蒔田彩珠、この娘はどんどん良くなっていく。

光石研、役者になれるとしたらこういう役者になりたいと思う。

互いを思い合う父と娘。娘は大事な人が住む街を少しずつ好きになっていく。

 

5,6話は三浦貴大と瀧内公美の共演。

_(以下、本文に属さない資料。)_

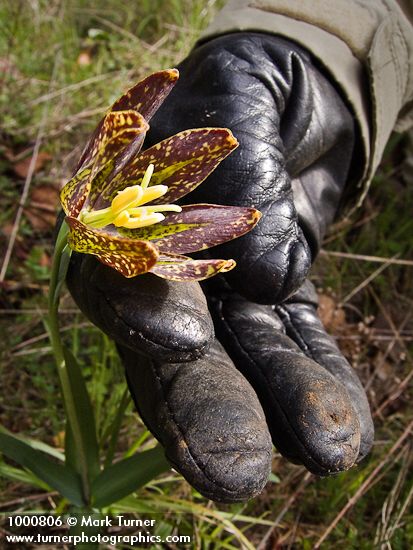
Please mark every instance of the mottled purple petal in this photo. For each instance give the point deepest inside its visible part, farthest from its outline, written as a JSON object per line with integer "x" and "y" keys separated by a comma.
{"x": 197, "y": 227}
{"x": 129, "y": 257}
{"x": 181, "y": 162}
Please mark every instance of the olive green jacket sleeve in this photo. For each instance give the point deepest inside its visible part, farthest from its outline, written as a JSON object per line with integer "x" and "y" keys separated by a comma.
{"x": 366, "y": 46}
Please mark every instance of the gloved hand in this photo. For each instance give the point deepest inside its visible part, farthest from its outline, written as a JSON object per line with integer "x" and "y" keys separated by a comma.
{"x": 272, "y": 371}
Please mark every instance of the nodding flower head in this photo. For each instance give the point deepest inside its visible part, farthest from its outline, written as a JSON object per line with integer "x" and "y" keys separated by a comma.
{"x": 119, "y": 204}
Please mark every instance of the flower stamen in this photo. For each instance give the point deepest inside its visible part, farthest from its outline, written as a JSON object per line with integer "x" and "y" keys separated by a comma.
{"x": 126, "y": 209}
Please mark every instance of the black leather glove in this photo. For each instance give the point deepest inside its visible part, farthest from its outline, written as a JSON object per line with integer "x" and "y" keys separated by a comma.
{"x": 272, "y": 369}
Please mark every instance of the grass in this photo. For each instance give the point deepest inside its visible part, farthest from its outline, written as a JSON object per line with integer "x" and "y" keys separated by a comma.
{"x": 62, "y": 63}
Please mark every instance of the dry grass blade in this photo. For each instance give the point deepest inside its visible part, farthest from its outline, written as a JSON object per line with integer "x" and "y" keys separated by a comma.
{"x": 305, "y": 481}
{"x": 364, "y": 487}
{"x": 366, "y": 282}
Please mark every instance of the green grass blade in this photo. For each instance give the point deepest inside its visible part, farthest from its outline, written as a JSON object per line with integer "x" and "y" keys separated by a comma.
{"x": 22, "y": 476}
{"x": 38, "y": 445}
{"x": 61, "y": 478}
{"x": 85, "y": 414}
{"x": 128, "y": 475}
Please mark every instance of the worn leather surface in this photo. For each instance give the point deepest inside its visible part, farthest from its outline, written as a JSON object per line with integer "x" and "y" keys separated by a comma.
{"x": 272, "y": 373}
{"x": 296, "y": 140}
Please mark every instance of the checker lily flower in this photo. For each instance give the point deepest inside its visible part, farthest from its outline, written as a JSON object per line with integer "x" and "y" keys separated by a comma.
{"x": 120, "y": 207}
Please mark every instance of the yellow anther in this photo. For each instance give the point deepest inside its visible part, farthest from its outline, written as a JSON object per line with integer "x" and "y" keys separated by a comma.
{"x": 164, "y": 208}
{"x": 128, "y": 198}
{"x": 126, "y": 210}
{"x": 147, "y": 176}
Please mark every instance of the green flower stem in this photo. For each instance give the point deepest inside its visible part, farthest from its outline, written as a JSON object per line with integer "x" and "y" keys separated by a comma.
{"x": 60, "y": 263}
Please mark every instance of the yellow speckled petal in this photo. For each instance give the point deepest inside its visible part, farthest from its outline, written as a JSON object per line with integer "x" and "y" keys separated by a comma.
{"x": 181, "y": 162}
{"x": 129, "y": 257}
{"x": 191, "y": 270}
{"x": 113, "y": 132}
{"x": 74, "y": 193}
{"x": 146, "y": 96}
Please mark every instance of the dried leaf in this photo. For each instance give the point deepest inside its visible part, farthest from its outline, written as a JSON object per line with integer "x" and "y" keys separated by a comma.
{"x": 206, "y": 225}
{"x": 186, "y": 269}
{"x": 182, "y": 162}
{"x": 129, "y": 257}
{"x": 42, "y": 208}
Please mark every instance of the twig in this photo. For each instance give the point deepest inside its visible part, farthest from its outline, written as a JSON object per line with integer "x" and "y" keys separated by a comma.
{"x": 72, "y": 87}
{"x": 366, "y": 282}
{"x": 400, "y": 389}
{"x": 31, "y": 498}
{"x": 364, "y": 258}
{"x": 363, "y": 487}
{"x": 305, "y": 481}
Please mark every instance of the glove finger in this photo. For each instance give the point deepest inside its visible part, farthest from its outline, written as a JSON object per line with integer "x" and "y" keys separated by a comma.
{"x": 309, "y": 412}
{"x": 275, "y": 252}
{"x": 303, "y": 325}
{"x": 209, "y": 420}
{"x": 147, "y": 314}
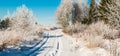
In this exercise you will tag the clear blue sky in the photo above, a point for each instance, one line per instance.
(44, 10)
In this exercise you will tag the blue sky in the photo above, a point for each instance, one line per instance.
(44, 10)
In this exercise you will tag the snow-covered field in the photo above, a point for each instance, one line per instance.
(56, 43)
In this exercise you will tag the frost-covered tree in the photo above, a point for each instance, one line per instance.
(63, 13)
(110, 10)
(84, 9)
(23, 18)
(92, 12)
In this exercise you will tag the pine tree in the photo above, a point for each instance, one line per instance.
(110, 12)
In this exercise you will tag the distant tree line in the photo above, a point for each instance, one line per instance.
(5, 23)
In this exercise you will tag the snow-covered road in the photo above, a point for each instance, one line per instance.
(48, 46)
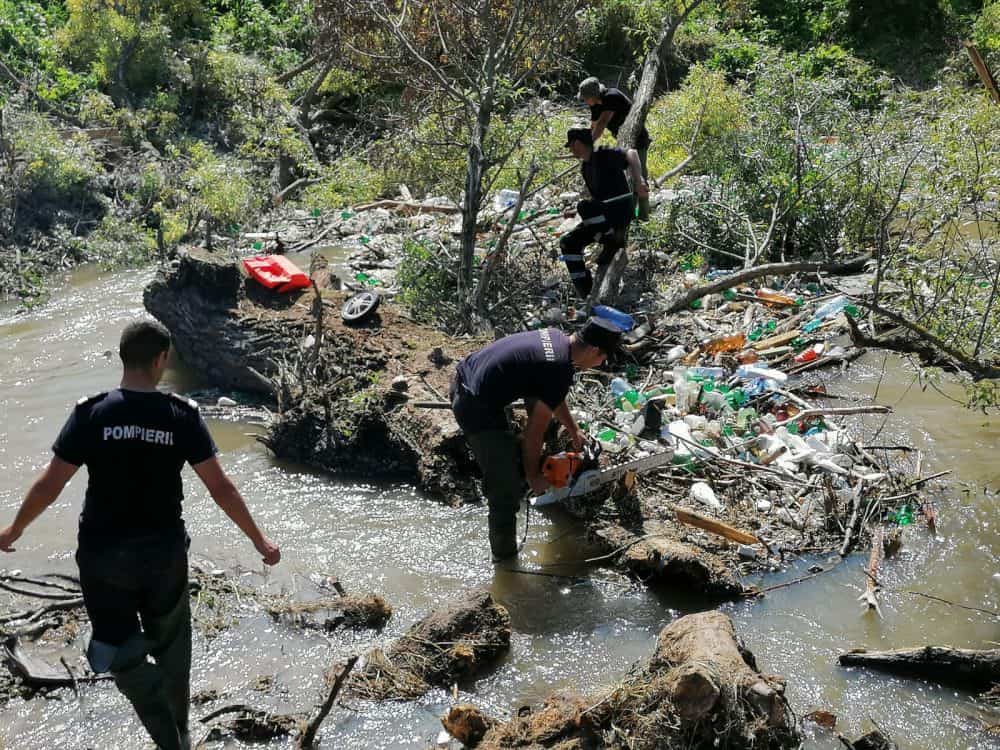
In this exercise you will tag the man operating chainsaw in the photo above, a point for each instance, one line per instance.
(536, 366)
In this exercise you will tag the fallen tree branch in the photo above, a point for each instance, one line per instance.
(975, 668)
(39, 674)
(414, 206)
(683, 301)
(308, 736)
(958, 359)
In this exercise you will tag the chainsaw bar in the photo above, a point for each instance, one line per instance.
(588, 481)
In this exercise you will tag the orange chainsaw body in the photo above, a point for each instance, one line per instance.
(559, 469)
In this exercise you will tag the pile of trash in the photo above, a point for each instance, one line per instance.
(754, 443)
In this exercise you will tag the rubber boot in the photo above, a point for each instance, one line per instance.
(143, 685)
(169, 637)
(503, 541)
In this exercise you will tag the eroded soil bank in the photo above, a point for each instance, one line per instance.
(348, 400)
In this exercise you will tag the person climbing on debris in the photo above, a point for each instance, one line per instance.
(536, 366)
(608, 110)
(132, 550)
(606, 215)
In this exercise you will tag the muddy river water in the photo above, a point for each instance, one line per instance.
(580, 631)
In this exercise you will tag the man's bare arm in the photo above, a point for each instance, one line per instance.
(227, 497)
(43, 493)
(531, 447)
(598, 126)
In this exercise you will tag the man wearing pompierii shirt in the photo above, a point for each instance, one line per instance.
(536, 366)
(132, 550)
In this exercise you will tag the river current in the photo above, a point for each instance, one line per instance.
(581, 631)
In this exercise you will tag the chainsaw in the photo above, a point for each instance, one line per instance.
(575, 474)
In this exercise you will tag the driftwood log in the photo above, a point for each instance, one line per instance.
(700, 688)
(656, 558)
(456, 642)
(977, 669)
(238, 335)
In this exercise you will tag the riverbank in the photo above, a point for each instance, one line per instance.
(782, 478)
(419, 552)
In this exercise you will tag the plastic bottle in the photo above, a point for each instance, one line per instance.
(831, 308)
(619, 386)
(612, 441)
(504, 199)
(711, 373)
(772, 297)
(751, 372)
(675, 354)
(622, 320)
(731, 343)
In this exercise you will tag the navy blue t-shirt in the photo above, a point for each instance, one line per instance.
(613, 100)
(134, 444)
(604, 174)
(528, 365)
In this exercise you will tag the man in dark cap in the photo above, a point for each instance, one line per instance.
(536, 366)
(609, 109)
(606, 215)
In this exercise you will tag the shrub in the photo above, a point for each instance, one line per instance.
(59, 169)
(348, 181)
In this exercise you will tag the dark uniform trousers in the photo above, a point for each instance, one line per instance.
(601, 221)
(136, 595)
(498, 453)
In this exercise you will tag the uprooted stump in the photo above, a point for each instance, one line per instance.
(467, 724)
(978, 669)
(454, 643)
(656, 557)
(336, 408)
(356, 611)
(701, 688)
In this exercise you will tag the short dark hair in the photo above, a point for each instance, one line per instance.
(580, 134)
(143, 341)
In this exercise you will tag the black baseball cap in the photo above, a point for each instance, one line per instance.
(603, 334)
(579, 134)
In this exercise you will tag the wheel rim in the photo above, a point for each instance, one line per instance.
(359, 304)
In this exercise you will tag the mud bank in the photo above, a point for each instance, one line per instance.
(700, 688)
(343, 391)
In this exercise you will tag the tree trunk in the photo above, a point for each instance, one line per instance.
(977, 669)
(470, 205)
(643, 98)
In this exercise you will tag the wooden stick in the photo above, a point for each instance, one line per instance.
(984, 72)
(308, 737)
(849, 531)
(408, 206)
(716, 527)
(834, 411)
(918, 482)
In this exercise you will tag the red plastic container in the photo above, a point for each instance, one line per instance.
(276, 272)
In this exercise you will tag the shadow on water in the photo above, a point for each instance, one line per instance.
(576, 624)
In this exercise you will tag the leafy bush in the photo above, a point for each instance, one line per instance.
(427, 284)
(705, 104)
(59, 169)
(348, 181)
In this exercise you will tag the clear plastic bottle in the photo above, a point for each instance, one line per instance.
(712, 373)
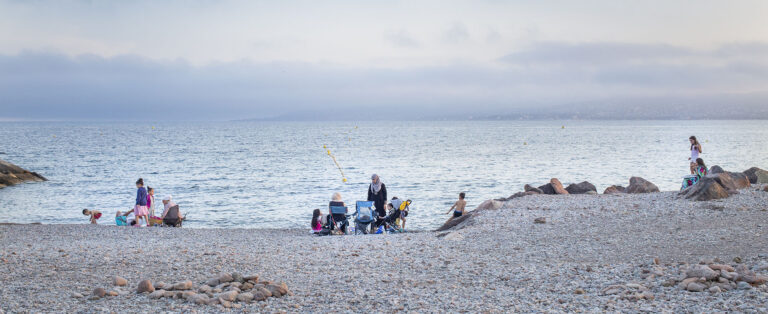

二人の視点が入れ替わるお話。

お互いを認め合うのではなく、お互いをさらけ出し心と心を通わせる。

二人でいることの意味を考えたくなる。

 

7,8話はまた斎藤工と夏帆が登場するが、斎藤工の物語と言ってよい。

長澤樹も彼の合唱部の生徒の一人として再登場。

7話で主人公を張る小川未祐は新人さんで、あまり情報が無い。

これからの女優さんなのだ。

 

7,8話では歌う意味を問い続ける物語。

小川未祐演じる珠美は自分のために歌うことにたどり着き、斎藤工は自らと他者の間にあった大きな隔たりが、河原でみんなと一緒に歌い過ごす時間を共有することで、自分の見ている世界が変わっていくことに気づく。

 

まさにコロナ禍の数年は、特殊な環境に置かれた人々が自分と向き合う日々だったといえる。それぞれの日々の中で、自分と向き合った結果何を見つけたのか。

このドラマはそんな振り返りのきっかけを作ってくれたと思う。

 

この二人のお話がよかったかな。